The Ten Worst Movie Taglines of 2012
An effective tagline can be the most important part of a marketing campaign, a concise abstract of the film’s plot and tone, the “I Like Ike” of a moviegoers’ most anticipated short list. Most are not.
Most movie taglines fall somewhere between mediocre and passable. Far too many read like an afterthought to a trailer, or a few extra words for some poor graphic designer to squeeze onto a poster somewhere.
It’s not just the lousy movies either, though they are often the most egregious. Sometimes bad taglines happen to good movies, as with last year’s 50/50 (“It takes a pair to beat the odds”). For that reason, many award-caliber movies steer clear by eschewing taglines altogether—too risky. Rather they’ll string together a wall of praise from noteworthy critics, or stamp “A Steven Spielberg Film” on it and post a really big picture of Daniel Day-Lewis‘ head in greyscale.
Probably the most vital tagline to a movie release this year was The Bourne Legacy‘s ubiquitous “There was never just one,” and that wasn’t even especially inspired. It got its point across, though, even if that meant alienating some fans of the previous films.

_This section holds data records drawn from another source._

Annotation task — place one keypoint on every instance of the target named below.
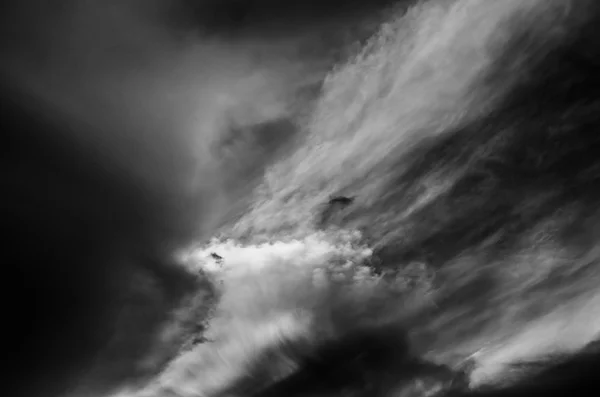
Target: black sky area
(79, 230)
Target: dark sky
(93, 203)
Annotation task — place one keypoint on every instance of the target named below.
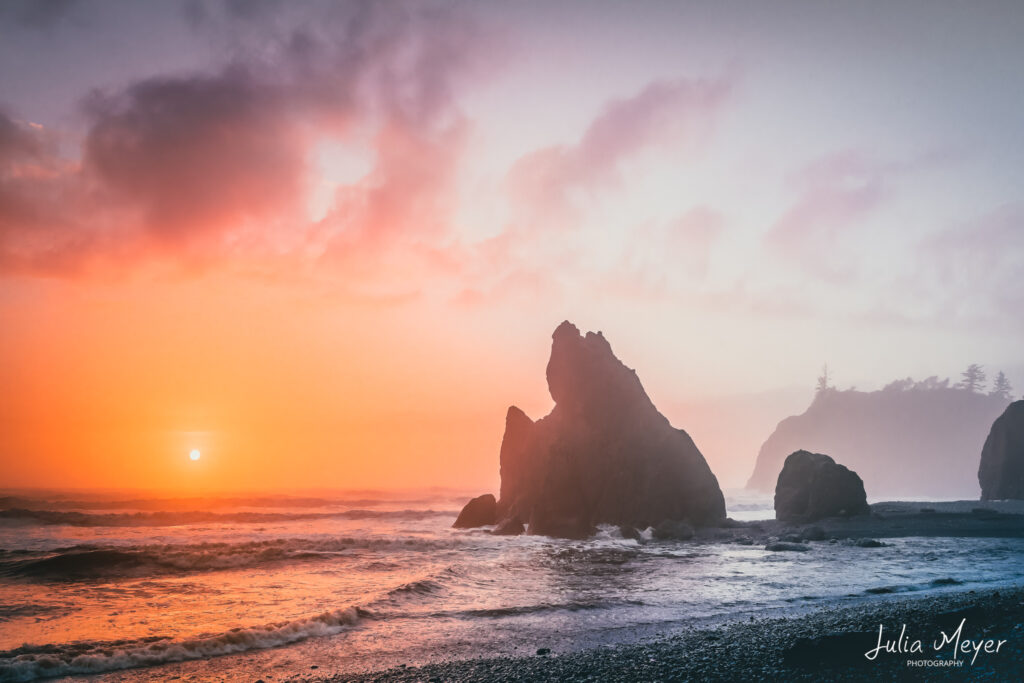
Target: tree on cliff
(974, 378)
(823, 385)
(1001, 387)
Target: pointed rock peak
(565, 331)
(516, 416)
(584, 374)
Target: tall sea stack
(603, 455)
(1001, 470)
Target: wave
(572, 606)
(175, 518)
(32, 662)
(99, 562)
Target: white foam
(103, 657)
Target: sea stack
(603, 455)
(812, 485)
(1001, 470)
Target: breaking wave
(32, 662)
(94, 562)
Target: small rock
(673, 529)
(780, 546)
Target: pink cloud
(664, 111)
(835, 193)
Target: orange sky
(329, 248)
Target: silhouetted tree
(974, 378)
(1001, 387)
(823, 381)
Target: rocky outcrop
(1001, 470)
(480, 511)
(812, 485)
(909, 439)
(603, 455)
(510, 526)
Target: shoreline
(826, 643)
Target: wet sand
(827, 644)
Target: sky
(327, 243)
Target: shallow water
(272, 587)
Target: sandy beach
(826, 644)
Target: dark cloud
(217, 162)
(36, 13)
(197, 155)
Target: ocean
(271, 587)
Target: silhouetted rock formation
(906, 439)
(603, 455)
(478, 512)
(812, 486)
(510, 526)
(1001, 470)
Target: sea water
(270, 587)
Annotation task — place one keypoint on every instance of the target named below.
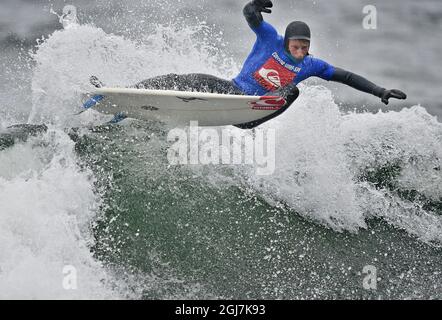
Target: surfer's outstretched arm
(360, 83)
(253, 12)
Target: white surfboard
(181, 107)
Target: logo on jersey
(268, 103)
(272, 75)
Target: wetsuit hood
(296, 30)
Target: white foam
(47, 205)
(321, 154)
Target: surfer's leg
(208, 83)
(290, 94)
(190, 82)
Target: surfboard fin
(118, 117)
(96, 82)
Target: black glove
(263, 5)
(393, 93)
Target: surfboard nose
(93, 101)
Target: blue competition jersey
(269, 66)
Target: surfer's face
(299, 48)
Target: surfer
(275, 66)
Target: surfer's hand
(393, 93)
(263, 5)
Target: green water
(173, 234)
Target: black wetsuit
(208, 83)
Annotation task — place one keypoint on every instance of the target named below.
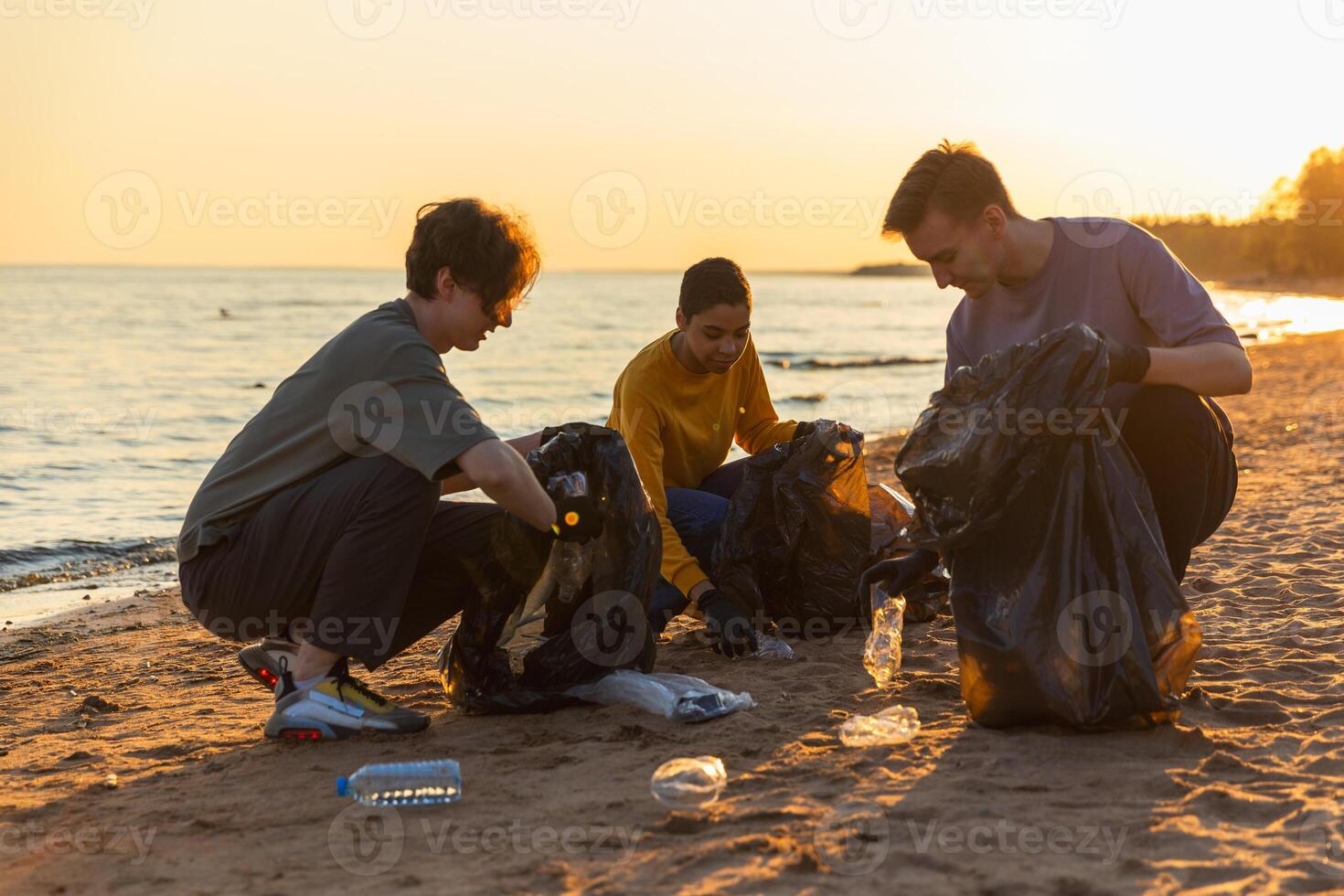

For your amusement I have compiled here the Ten Worst Taglines of 2012. They are the most unimaginative, the clumsiest, most nonsensical and least effective of the lot. This list is entirely subjective; we have not as yet perfected a primary metric for stupid. Thus a few truly awful ones narrowly escaped this list either for being just close enough to the spirit of their movie to counteract their inherent awfulness (i.e. Pitch Perfect: “Get pitch slapped”) or so inconsequential as to be nigh invisible (i.e. The Expendables 2: “Back for war”).
Perhaps someday we’ll follow up with a list of the year’s Ten Best Taglines, but alas, it’s an accomplishment just to name five…
Is it real Is it recall
Let’s take a moment to appreciate punctuation by giving glance to this awkward tag. Is it exclamatory? Is it interrogative! And how!
While the movie-makers ostensibly wished their viewers to question reality, viewers instead merely questioned were they to question. Meanwhile typography nerds quietly debated amongst themselves just how many standard spaces one might require to intone the same effect as an em dash.